第23話

「──お目覚めのようね」

 枕元には人がいた。個人的に、目覚めた瞬間に女性に覗き込まれているというのは心地のいいものではない。だがまあ、誰もいないよりはマシだったし、トラウマを彷彿とさせるような顔はされていなかったので、精神的な負担は割合少ない。……それはそれで悲しいような気もするが、面識自体そこまでないのに看病してくれていたのだからそれだけで充分だ。

「…………え、と、俺は……」

「あなたの名前は真渕響。二十五歳、職業はフリーター。勤務先は──」

「いや記憶は喪失してないから」

「あらそう。あれだけ精神破壊されておいて、案外ちゃんとしてるのね」

 ルーラはあくまでも淡々と、炎よりも冷気が似合う無感動さで話を続ける。

「ちなみにここは私の弟子の家よ」

「その情報こそ先に言うべきだったのでは……?」

 思わず苦笑する。とはいえ、言われてみれば確かに知らない部屋だ。知らない高い天井。ちょっと洒落た照明。背中に触れているベッドは俺の自宅の布団より柔らかくて厚みを感じる。いい部屋だ。いい部屋……学生で……

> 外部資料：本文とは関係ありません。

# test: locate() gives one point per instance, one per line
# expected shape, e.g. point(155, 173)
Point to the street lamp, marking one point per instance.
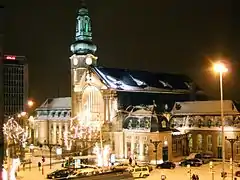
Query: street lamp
point(221, 68)
point(50, 147)
point(155, 143)
point(30, 103)
point(232, 141)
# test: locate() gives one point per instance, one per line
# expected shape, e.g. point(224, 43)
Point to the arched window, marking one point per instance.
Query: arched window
point(164, 124)
point(209, 142)
point(190, 143)
point(199, 142)
point(219, 140)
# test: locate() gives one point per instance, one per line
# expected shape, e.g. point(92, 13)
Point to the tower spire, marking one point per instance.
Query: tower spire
point(83, 37)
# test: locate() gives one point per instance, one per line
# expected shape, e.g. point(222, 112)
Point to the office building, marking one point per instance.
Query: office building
point(15, 84)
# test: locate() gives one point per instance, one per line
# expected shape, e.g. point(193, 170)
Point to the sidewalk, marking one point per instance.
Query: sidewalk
point(35, 174)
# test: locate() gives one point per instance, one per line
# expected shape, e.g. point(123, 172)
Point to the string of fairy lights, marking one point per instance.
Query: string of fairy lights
point(13, 131)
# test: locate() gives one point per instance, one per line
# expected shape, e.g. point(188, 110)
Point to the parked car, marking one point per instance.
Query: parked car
point(62, 173)
point(139, 172)
point(121, 167)
point(192, 162)
point(205, 157)
point(166, 165)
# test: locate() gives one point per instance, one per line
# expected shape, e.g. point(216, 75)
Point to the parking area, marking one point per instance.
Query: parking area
point(203, 172)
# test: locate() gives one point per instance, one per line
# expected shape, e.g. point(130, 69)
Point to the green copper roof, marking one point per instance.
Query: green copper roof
point(83, 38)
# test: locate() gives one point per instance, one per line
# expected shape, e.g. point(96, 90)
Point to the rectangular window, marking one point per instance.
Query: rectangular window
point(237, 148)
point(145, 149)
point(174, 146)
point(209, 142)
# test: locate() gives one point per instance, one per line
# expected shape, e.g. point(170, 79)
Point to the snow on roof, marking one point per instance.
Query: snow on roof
point(141, 112)
point(144, 81)
point(56, 103)
point(204, 108)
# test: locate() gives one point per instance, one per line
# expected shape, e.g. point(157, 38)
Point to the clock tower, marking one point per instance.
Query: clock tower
point(83, 51)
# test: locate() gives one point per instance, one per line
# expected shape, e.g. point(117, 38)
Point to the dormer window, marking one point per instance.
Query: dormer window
point(164, 124)
point(165, 84)
point(139, 83)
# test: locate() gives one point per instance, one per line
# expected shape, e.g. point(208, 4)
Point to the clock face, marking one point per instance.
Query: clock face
point(75, 61)
point(88, 60)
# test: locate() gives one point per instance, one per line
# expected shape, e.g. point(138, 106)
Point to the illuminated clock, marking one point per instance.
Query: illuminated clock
point(88, 60)
point(75, 61)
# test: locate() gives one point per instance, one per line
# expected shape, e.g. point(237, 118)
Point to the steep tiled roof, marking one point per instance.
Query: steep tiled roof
point(204, 108)
point(56, 103)
point(134, 80)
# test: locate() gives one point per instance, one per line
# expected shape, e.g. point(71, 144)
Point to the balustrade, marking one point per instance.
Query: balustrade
point(203, 121)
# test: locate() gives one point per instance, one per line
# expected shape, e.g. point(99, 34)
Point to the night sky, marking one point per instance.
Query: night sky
point(179, 36)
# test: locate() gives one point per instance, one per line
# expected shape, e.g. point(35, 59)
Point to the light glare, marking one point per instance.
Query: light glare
point(220, 68)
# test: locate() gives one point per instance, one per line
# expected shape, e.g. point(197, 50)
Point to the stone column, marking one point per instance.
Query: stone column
point(42, 131)
point(109, 108)
point(105, 108)
point(60, 133)
point(54, 134)
point(214, 143)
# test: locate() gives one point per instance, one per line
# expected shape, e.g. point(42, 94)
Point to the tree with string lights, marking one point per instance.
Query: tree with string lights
point(14, 135)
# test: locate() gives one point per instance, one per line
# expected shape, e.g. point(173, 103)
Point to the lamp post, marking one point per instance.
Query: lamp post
point(189, 171)
point(50, 147)
point(232, 141)
point(155, 143)
point(211, 169)
point(221, 68)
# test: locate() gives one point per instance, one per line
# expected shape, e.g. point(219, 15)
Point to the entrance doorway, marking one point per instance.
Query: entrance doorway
point(165, 153)
point(219, 152)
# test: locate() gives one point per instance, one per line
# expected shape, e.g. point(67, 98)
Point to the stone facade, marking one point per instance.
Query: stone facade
point(200, 123)
point(52, 122)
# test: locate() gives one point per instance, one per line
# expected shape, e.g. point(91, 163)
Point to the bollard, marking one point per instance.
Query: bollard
point(42, 170)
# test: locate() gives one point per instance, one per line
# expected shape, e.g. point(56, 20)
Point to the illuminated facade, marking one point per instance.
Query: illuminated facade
point(51, 123)
point(200, 123)
point(15, 84)
point(100, 96)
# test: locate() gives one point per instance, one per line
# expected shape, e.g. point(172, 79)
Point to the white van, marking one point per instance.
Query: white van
point(140, 171)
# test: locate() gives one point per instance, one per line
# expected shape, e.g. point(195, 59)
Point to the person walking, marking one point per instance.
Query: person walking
point(197, 177)
point(39, 166)
point(130, 161)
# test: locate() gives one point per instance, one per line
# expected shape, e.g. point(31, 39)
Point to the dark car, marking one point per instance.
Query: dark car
point(166, 165)
point(62, 173)
point(192, 162)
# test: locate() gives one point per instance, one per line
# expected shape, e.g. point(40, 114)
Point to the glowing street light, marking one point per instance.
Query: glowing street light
point(23, 114)
point(221, 68)
point(30, 103)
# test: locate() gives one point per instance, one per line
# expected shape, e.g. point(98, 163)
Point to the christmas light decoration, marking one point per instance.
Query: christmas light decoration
point(15, 134)
point(14, 131)
point(103, 155)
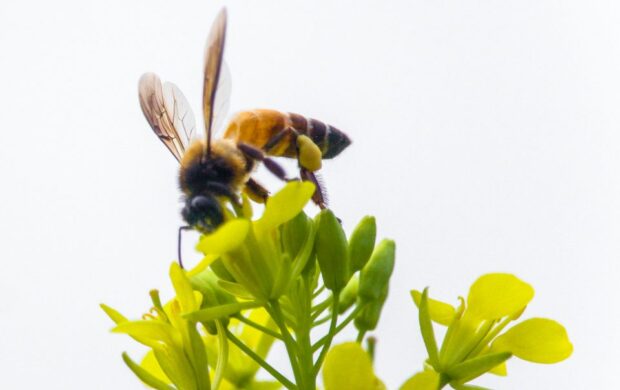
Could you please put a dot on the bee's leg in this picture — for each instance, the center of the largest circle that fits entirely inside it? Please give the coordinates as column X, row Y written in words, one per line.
column 320, row 195
column 181, row 229
column 256, row 191
column 257, row 154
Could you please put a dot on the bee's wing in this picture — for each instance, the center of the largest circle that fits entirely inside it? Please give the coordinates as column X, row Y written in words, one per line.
column 181, row 113
column 221, row 106
column 168, row 113
column 213, row 63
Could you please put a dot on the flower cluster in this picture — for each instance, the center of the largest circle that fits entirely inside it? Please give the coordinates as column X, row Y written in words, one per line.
column 278, row 278
column 287, row 278
column 475, row 343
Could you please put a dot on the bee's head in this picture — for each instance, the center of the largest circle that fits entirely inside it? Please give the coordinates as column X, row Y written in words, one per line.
column 203, row 212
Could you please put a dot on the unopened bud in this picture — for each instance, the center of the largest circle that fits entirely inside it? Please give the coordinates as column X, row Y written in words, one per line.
column 331, row 251
column 362, row 242
column 375, row 275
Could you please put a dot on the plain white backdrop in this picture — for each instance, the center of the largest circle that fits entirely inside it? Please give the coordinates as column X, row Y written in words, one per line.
column 486, row 138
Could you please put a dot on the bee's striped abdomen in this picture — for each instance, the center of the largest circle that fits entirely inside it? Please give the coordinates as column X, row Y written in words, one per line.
column 259, row 127
column 329, row 139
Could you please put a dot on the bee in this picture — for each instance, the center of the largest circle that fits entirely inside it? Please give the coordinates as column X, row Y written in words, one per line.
column 215, row 170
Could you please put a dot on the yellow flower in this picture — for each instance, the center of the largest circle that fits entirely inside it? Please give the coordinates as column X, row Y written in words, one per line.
column 348, row 366
column 473, row 343
column 253, row 252
column 177, row 353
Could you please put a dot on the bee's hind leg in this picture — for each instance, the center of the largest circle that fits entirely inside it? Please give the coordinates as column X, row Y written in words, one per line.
column 320, row 195
column 256, row 191
column 258, row 155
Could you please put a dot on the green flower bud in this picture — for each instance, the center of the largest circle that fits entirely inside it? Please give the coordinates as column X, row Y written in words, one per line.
column 348, row 295
column 331, row 251
column 375, row 275
column 362, row 242
column 369, row 316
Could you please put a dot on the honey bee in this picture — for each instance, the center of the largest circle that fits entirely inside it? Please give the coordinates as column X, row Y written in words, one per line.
column 215, row 170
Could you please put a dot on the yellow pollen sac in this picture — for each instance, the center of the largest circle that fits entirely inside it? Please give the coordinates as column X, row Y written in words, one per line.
column 310, row 156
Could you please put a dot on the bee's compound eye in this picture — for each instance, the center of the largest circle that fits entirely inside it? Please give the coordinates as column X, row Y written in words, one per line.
column 204, row 210
column 202, row 203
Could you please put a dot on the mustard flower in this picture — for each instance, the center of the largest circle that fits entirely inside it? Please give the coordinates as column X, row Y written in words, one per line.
column 176, row 345
column 474, row 343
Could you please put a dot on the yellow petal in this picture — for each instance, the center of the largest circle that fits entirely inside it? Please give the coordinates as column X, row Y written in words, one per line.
column 538, row 340
column 151, row 333
column 494, row 296
column 348, row 366
column 440, row 312
column 286, row 204
column 500, row 370
column 203, row 264
column 425, row 380
column 225, row 238
column 149, row 363
column 113, row 314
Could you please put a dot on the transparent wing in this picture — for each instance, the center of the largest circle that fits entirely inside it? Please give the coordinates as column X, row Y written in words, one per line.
column 213, row 61
column 182, row 116
column 221, row 106
column 162, row 116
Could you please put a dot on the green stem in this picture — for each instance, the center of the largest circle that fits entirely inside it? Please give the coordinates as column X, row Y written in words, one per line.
column 360, row 336
column 222, row 358
column 268, row 367
column 289, row 342
column 339, row 328
column 258, row 326
column 319, row 308
column 330, row 335
column 306, row 356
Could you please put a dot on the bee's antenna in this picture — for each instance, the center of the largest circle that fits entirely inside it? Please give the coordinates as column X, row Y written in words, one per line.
column 181, row 228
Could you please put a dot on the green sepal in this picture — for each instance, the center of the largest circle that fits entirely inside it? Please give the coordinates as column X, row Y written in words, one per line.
column 294, row 233
column 114, row 315
column 362, row 243
column 144, row 375
column 477, row 366
column 331, row 251
column 376, row 274
column 217, row 312
column 208, row 284
column 467, row 387
column 220, row 270
column 198, row 357
column 428, row 334
column 235, row 289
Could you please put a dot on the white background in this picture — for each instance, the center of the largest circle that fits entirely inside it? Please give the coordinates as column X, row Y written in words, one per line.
column 486, row 138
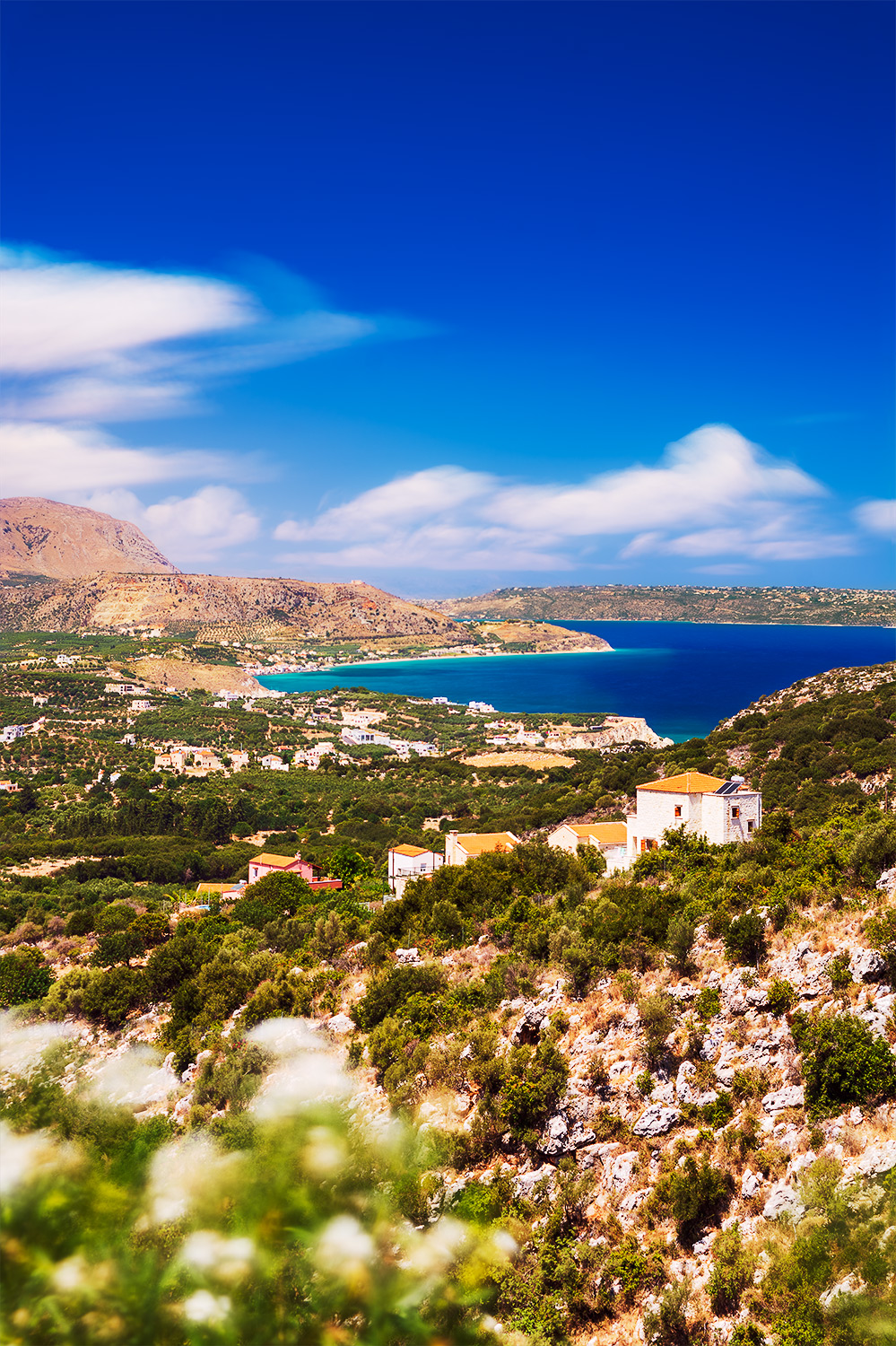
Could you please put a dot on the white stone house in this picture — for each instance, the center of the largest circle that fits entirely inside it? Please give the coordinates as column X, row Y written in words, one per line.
column 462, row 847
column 611, row 839
column 704, row 805
column 411, row 861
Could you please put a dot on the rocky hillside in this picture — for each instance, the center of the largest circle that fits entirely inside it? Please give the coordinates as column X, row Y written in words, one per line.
column 204, row 602
column 65, row 541
column 681, row 603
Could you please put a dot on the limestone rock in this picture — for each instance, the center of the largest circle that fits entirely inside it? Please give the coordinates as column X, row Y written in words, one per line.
column 866, row 966
column 782, row 1201
column 793, row 1096
column 657, row 1120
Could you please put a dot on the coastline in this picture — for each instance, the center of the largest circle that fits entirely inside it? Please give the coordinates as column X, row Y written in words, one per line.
column 417, row 659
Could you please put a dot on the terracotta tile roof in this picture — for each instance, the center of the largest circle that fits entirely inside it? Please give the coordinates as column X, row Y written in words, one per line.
column 611, row 834
column 689, row 782
column 478, row 843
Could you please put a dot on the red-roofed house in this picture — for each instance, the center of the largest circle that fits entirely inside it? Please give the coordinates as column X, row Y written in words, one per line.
column 269, row 863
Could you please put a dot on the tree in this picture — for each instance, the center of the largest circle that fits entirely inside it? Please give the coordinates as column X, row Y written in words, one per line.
column 24, row 975
column 27, row 799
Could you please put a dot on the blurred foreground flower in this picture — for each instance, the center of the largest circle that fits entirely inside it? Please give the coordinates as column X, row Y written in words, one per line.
column 295, row 1224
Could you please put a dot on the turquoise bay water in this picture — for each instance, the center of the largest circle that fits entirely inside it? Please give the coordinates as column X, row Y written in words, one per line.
column 683, row 677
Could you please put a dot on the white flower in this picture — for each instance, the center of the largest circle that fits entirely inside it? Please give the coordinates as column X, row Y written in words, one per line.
column 204, row 1307
column 182, row 1173
column 70, row 1275
column 344, row 1248
column 23, row 1158
column 210, row 1252
column 438, row 1246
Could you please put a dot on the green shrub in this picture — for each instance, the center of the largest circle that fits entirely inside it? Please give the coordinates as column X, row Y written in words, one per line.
column 658, row 1019
column 66, row 995
column 844, row 1062
column 680, row 941
column 667, row 1324
column 732, row 1272
column 708, row 1003
column 782, row 998
column 747, row 1334
column 24, row 975
column 745, row 939
column 109, row 996
column 387, row 992
column 694, row 1197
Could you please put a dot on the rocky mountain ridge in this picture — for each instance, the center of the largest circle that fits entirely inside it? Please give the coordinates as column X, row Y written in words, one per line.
column 48, row 538
column 196, row 602
column 681, row 603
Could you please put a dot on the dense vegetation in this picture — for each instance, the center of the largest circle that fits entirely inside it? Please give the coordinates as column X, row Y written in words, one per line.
column 291, row 1206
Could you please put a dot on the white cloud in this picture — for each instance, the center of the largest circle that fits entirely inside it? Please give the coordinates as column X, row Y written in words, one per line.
column 712, row 494
column 877, row 517
column 188, row 529
column 57, row 460
column 89, row 342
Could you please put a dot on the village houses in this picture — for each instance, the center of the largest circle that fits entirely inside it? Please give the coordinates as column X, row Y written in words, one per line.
column 702, row 805
column 608, row 837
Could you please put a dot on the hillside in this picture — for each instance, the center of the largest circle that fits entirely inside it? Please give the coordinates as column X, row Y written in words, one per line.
column 681, row 603
column 209, row 603
column 65, row 541
column 656, row 1106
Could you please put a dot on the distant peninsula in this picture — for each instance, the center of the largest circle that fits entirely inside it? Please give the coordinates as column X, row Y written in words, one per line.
column 786, row 606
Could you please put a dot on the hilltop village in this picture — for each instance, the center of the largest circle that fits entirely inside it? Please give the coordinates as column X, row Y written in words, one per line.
column 624, row 1007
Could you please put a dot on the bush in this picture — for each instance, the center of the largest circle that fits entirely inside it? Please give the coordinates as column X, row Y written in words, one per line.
column 66, row 995
column 782, row 998
column 24, row 975
column 708, row 1003
column 658, row 1019
column 387, row 992
column 694, row 1197
column 732, row 1272
column 680, row 941
column 109, row 996
column 844, row 1062
column 667, row 1326
column 745, row 939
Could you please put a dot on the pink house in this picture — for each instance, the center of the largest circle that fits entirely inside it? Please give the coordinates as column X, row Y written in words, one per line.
column 268, row 863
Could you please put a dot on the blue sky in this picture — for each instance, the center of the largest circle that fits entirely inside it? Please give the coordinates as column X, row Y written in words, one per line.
column 422, row 293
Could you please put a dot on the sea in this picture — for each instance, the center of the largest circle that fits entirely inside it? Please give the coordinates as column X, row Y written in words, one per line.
column 683, row 677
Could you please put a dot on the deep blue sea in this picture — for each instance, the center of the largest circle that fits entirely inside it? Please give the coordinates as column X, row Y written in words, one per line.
column 683, row 677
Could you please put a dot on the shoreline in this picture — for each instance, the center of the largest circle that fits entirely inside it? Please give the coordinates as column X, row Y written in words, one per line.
column 419, row 659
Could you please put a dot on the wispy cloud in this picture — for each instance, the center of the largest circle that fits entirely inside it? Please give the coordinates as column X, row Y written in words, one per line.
column 712, row 494
column 877, row 517
column 89, row 342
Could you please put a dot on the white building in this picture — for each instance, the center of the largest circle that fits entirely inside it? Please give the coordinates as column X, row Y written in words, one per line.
column 608, row 837
column 411, row 861
column 704, row 805
column 467, row 845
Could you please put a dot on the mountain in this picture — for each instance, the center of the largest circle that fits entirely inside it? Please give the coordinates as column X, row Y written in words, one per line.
column 220, row 607
column 65, row 541
column 681, row 603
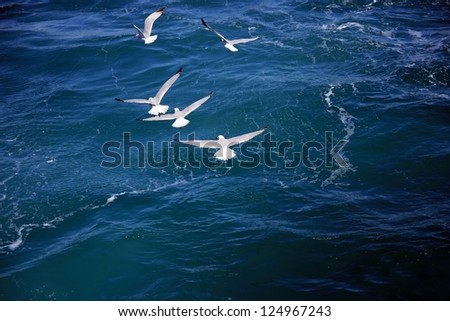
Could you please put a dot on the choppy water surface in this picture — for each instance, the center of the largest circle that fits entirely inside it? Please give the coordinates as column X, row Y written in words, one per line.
column 372, row 76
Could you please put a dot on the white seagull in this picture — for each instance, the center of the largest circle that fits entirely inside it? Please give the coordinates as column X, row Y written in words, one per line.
column 148, row 25
column 179, row 115
column 229, row 44
column 223, row 144
column 155, row 102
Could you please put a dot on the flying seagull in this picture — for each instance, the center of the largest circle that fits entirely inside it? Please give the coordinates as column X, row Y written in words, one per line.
column 229, row 44
column 223, row 144
column 148, row 25
column 179, row 115
column 155, row 102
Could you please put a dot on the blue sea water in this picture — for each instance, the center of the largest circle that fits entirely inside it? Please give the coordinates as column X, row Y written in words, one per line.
column 371, row 77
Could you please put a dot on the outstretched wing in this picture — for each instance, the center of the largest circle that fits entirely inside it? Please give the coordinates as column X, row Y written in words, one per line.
column 150, row 20
column 211, row 29
column 243, row 138
column 202, row 143
column 140, row 33
column 195, row 105
column 160, row 117
column 134, row 101
column 162, row 91
column 238, row 41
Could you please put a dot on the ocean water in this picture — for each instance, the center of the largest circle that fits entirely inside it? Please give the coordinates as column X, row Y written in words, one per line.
column 348, row 201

 胸にジンとくる切なさを噛み締めていると、ルーラが「じゃあどこまで覚えているか、教えてもらえるかしら」と事務的な態度で看護師のようなことを言った。

「どこまでって……」

「あなたがここに運ばれることになった理由は? 何があって意識を失ったの?」

 覚醒しきらない頭を少し捻らせると、悪夢のような映像が高速でフラッシュバックした。吐き気すら催しそうな、間違いの数々。

「…………!」弾かれたように上体を起こした。どこも痛くないのが逆に気味悪かった。「あいつは⁉︎ カルドは無事なのか……⁉︎」

 言っている最中にも馬鹿馬鹿しさを感じていた。無事でいられるはずがない。死んでるだろ、普通。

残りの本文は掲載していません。